3D-print the protein of interest.
In this module, students learned how to export PDB files into STL files in order to 3D-print their chosen molecule.  Students measured the size of their proteins and calculated a scaling factor to make an approximately 5cm x 5cm x 5cm print-out. With Mr. Alkins’ guidance, students uploaded their STL files and submitted them for printing. 

Closing

After the basic VMD training and some practice visualizing their proteins of interest, each student prepared an oral presentation describing their protein ‘s conformation, folding domains, sequence homology among different species and mutation-associated human diseases. During the presentation, students also used the protein 3D-printout to point relevant folding domains and the location of mutations on the molecule.

Findings/assessment

The instructor and peer students evaluated each students’ presentation using a rubric evaluating Content, Effort, Originality and Visualization, with the last category being the one linked to the use of VMD.

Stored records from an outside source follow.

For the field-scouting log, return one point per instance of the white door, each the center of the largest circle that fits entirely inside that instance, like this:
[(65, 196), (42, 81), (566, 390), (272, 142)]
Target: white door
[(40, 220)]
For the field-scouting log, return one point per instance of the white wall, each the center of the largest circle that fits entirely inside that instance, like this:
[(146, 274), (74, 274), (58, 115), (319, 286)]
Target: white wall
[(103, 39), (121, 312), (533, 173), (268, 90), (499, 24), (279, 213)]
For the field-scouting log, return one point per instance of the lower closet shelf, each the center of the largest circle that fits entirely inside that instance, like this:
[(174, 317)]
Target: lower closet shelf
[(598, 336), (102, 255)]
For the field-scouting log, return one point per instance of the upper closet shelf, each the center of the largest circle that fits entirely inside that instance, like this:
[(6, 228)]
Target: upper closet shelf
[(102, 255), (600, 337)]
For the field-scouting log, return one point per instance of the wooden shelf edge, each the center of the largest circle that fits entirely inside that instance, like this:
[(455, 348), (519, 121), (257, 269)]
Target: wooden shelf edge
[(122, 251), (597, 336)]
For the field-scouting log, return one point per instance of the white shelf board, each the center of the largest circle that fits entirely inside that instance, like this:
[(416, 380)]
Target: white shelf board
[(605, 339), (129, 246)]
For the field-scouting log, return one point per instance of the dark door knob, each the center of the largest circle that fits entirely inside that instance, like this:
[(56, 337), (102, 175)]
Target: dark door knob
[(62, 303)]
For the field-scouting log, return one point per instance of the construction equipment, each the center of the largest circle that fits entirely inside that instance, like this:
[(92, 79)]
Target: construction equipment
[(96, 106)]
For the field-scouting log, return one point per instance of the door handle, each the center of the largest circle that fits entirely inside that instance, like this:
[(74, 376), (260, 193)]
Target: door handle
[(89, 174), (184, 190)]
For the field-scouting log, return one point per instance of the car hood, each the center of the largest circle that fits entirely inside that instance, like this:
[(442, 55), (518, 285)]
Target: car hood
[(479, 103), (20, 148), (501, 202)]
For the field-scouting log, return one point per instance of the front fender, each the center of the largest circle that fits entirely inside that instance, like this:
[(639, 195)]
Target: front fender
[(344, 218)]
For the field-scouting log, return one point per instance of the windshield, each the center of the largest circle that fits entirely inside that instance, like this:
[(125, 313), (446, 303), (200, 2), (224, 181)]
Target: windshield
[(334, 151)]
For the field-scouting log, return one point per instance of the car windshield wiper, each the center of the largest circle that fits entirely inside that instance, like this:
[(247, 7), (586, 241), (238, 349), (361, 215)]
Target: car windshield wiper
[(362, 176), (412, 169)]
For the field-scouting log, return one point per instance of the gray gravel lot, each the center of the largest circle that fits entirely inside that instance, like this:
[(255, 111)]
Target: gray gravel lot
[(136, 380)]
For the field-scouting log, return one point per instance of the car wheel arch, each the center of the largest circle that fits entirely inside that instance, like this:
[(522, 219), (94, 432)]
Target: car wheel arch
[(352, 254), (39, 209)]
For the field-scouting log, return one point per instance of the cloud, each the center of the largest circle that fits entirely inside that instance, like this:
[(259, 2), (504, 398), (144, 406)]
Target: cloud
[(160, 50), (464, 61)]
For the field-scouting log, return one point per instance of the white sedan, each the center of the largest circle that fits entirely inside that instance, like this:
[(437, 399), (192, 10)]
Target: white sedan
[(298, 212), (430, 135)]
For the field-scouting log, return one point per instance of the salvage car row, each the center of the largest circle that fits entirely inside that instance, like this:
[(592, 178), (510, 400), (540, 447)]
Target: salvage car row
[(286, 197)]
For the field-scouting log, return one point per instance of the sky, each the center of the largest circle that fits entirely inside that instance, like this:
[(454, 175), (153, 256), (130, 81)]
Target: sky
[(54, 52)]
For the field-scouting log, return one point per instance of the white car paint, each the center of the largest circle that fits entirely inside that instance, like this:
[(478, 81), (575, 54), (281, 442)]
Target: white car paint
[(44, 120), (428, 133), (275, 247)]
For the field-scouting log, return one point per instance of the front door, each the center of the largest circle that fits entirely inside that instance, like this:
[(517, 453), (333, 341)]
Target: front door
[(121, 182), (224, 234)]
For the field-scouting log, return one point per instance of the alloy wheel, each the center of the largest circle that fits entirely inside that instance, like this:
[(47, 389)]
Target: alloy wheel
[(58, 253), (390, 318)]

Accommodation/differentiation

Although no accommodation or differentiation was required during this instance of the course, students with visual impairment would benefit from the use of 3D printed structures, which allows them to understand the spatial representation of their protein through active tactile perception and haptic exploration.

Reflection

Reflection from instructor

The use of VMD and 3D printing allowed the instructor to teach students an in-depth analysis of atomic-scaled biomolecules. Via hands-on experience, students learned how to visualize and analyze biomolecules step by step, from learning the basic stabilizing atomic interactions between atoms to understanding the folding domains and conformational changes of proteins. In sum, the inclusion of these digital tools in the class environment boosted students’ learning by showing them how three-dimensional changes in the structure of biomolecules allow them to function efficiently.

Preparation time/materials

The VMD tutorial is adapted from https://www.ks.uiuc.edu/Training/Tutorials/vmd/tutorial-html/.

Benefits and challenges of the tool

Benefits: Gaining mastery of these tools empowers students to apply the acquired knowledge to future research projects.  
Challenges: Some of the challenges of the tool are related to PDB files with incomplete versions, students had to open several files to find one they could 3D-print. In addition, some STL files are too big (GB), forcing students to minimize the file size by taking the visualization as a Surface option with less detail.

Ease of use/ranking

Beginner to advanced

Reflection from students

Student comment from the ‘Course Evaluation Results’ of BME468 Spring 2019. 
Q: What are the major strengths of this course? 
A: The use of the VMD program and the critical thinking required in the later half of the class. I believe the group paper discussion and the individual presentations were particularly strong parts of the course which allowed students to communicate with others and learn what they might not know/think further about the topics of research.